The Division of Behavioral Health spent $75,000 to organize the clinic, said Diane Casto, manager for prevention and early intervention services with the division. Juneau's is the 14th such clinic to open in the state.
"We have the highest rate of FASD in the state," said Ric Iannolino, the clinical team coordinator for the clinic. He is employed by the Central Council of Tlingit and Haida Indian Tribes of Alaska, a major supporter of the clinic.
"An average of 126 children are diagnosed with alcohol-related brain damage in Alaska per year," Iannolino said. Many more children and adults suffer from the disorders without an official diagnosis.
Diagnosing the disorders is an important part of treating the disease. Because a mother's prenatal alcohol consumption causes brain damage, the disorders cannot be cured. But a person's quality of life can vastly improve if schools, employers and social workers understand the person's behavior is the result of FASD, said Iannolino.
In 1998, the Alaska Division of Behavioral Health began a process of determining how to better treat the disorders in Alaska.
"One of the things we recognized very quickly was that within the state of Alaska we really didn't have any diagnostic services," Casto said.
Diagnosing the disorders involves psychiatric and physical evaluations. Twenty health agency workers, including physicians, nurses and occupational, physical and speech therapists, traveled to the University of Washington to receive specific training.
Five of those professionals will spend one day a month examining and diagnosing a person who is suspected of having FASD. Though the actual diagnosis takes only a half-day, the process can be exacting. Parents or guardians must fill out loads of paperwork and gather and submit medical, psychological, school and corrections records before a patient is admitted to the clinic.
A "parent navigator" - a caretaker of a person with fetal alcohol disorders who is familiar with the diagnosing and treatment process - is assigned to each new parent or caretaker seeking a diagnosis, Casto said.
The symptoms of fetal alcohol syndrome often are diagnosed as attention deficit disorder or other learning and behavioral disabilities. Knowing that a otherwise will change the treatment the child receives and will help schools create Individualized education plans for students.

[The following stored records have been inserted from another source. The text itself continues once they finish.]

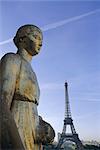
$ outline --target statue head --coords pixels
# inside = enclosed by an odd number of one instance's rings
[[[35,25],[21,26],[13,41],[19,50],[25,49],[30,55],[39,53],[42,46],[42,31]]]

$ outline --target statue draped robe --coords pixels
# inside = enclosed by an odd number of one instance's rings
[[[1,101],[11,111],[24,149],[39,150],[40,90],[30,63],[19,54],[6,54],[0,62],[0,86]]]

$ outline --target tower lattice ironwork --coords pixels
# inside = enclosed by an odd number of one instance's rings
[[[70,126],[71,133],[67,133],[66,129],[67,126]],[[69,97],[68,97],[68,84],[65,82],[65,118],[64,118],[64,125],[62,133],[60,134],[60,139],[58,141],[57,149],[60,149],[61,146],[66,141],[72,141],[76,144],[77,150],[83,150],[82,142],[79,139],[78,134],[75,131],[73,119],[71,116],[70,104],[69,104]]]

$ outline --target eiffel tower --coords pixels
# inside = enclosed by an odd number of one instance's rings
[[[71,133],[66,133],[67,126],[70,126]],[[72,141],[76,144],[77,150],[84,150],[82,142],[80,141],[78,134],[75,131],[73,119],[71,117],[70,104],[68,98],[68,84],[65,82],[65,119],[62,133],[60,134],[60,139],[58,141],[57,149],[61,149],[61,146],[66,141]]]

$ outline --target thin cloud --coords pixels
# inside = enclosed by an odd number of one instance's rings
[[[61,21],[59,21],[59,22],[55,22],[55,23],[46,25],[46,26],[44,26],[44,27],[41,27],[41,29],[42,29],[42,31],[45,32],[45,31],[48,31],[48,30],[51,30],[51,29],[54,29],[54,28],[63,26],[63,25],[65,25],[65,24],[67,24],[67,23],[70,23],[70,22],[74,22],[74,21],[83,19],[84,17],[93,15],[93,14],[95,14],[95,13],[97,13],[97,12],[100,12],[100,9],[96,9],[96,10],[90,11],[90,12],[88,12],[88,13],[79,15],[79,16],[75,16],[75,17],[72,17],[72,18],[69,18],[69,19],[61,20]],[[13,38],[10,38],[10,39],[8,39],[8,40],[2,41],[2,42],[0,42],[0,45],[4,45],[4,44],[7,44],[7,43],[10,43],[10,42],[12,42],[12,39],[13,39]]]

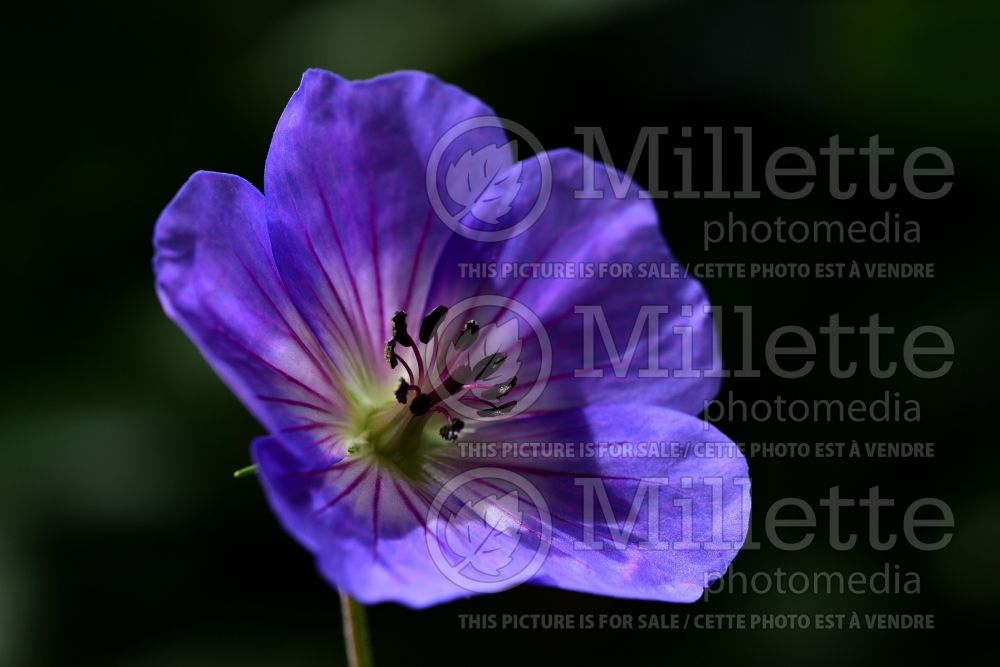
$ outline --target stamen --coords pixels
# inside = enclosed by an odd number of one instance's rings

"Sometimes (the diagnosis) gives people a relief, as odd as that sounds," said Justine Muench, a public health nurse at the Juneau Public Health Center. "It helps them move forward, to say this isn't me that's making my child act this way, this is a medical disorder."
Though the clinic is only set up for diagnosis, staff members refer patients to various treatment options, Muench said.
Twenty-four people have begun the process of setting up a diagnosis session with the clinic, Muench said. Though children are prioritized, adults are encouraged to apply as well. Documentation of prenatal alcohol consumption is required for all diagnostic sessions.